Etchenaik no le contó nada. Sólo lo miró.
– ¿Y en los treinta años restantes…?
– ¿Qué treinta años?
– Estamos en el cuarenta, según me dijo. Y lo que yo quiero saber es dónde vive Marcial ahora.
El tipo volvió a sonreír. Retomó el trapo.
– Ahora… Usted dice ahora… Yo quisiera saber qué hace ahora la Loba.
– ¿No está con él?
– Mire amigo, de Entre Ríos sale toda clase de gente: cantores, gente de río, algún poeta finito… Lo que no hay allá son alcahuetes y botones. Usted ha tomado dos ginebritas, tiene una anécdota para contar…
Etchenaik dio media vuelta.
– ¿Qué le pasa ahora?
– Es una lástima que Pugliese no haya tocado jamás en el Marzoto sino en el Nacional -dijo, volviéndose-. Pero una anécdota falsa más no le hace nada al tango. Tal vez sea cierto que no hay entrerrianos botones y me parece bien. Pero mentirosos, sí. Gracias por la ginebra.
– Espere. -Pocholo levantó la botella-. Queda bastante todavía y quién le dice que no me den ganas de hablar de los últimos treinta años.
– De los últimos meses… y te aviso que no hay un mango. Yo con esto no gano nada. Lo siento por Marcial y ojalá no te duela esta roñería.

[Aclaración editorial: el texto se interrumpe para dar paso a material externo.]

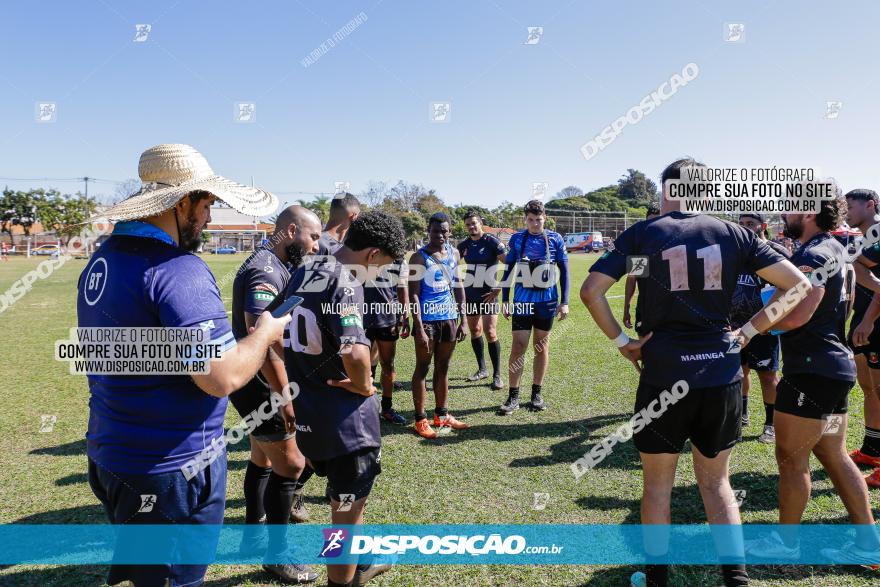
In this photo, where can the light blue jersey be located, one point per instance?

El cantinero salió de atrás del mostrador y se vino entre las mesas haciendo sonar las alpargatas.
– Perdona -dijo poniéndole la mano en el hombro-. No es la guita. Tuve miedo por él. Sé que anda mal, que está jodido. Hace un mes que no lo veo y me tiene preocupado. ¿Qué pasa?
– No sé.
El otro suspiró.
– Es un buen muchacho. Otro día hablaremos de la Loba.
– Otro día.
El cantinero puso la palma en la espalda de Etchenaik, lo acompañó a la vereda.
– Alguna vez me tocó llevarlo, en pedo. No es demasiado cerca. ¿Conoces Fondo de la Legua?
Y el dedo fue dibujando el aire.
Había mucho cielo de todos los colores sobre las casitas dispersas. Etchenaik fue aminorando la marcha del Plymouth y se tiró a la derecha andando los últimos metros por la banquina. Dobló al llegar a la huella transversal y metió el auto por la calle que se perdía tres cuadras más allá. Estacionó cerca de la esquina.
Atardecía muy lentamente. El pasto crecido llenaba el aire de olores fuertes y ruido de bichos. Las vereditas estrechas se interrumpían cada tanto y los baldíos alternaban con los pequeños negocios, un bar, un kiosco, la farmacia en la esquina.
A mitad de cuadra estaba la casa, una construcción vulgar y recta en medio de un terreno largo y estrecho. Al frente, el jardín no omitía los enanos de cemento y la manguera que humedecía un césped prolijo y bien peinado. Contra la pared había un cartel blanco con letras azules de reborde rojo: Rogelio Brotto. Lotes, Casas, Propiedades, Hipotecas. Estaba sostenido por unos ganchos fuertes clavados en la pared y que ya tenían sus años. En la base de los clavos corría el óxido. Aunque las persianas estaban bajas, se notaba que la parte delantera de la casa estaba dedicada a la oficina inmobiliaria mientras atrás viviría la familia.
La casa dejaba un espacio de entrada para un auto que no estaba. El doble senderito de piedra terminaba en un cobertizo lateral. Y al fondo se veía la prefabricada que le había señalado Pocholo: ésa era la casa de Marcial Díaz.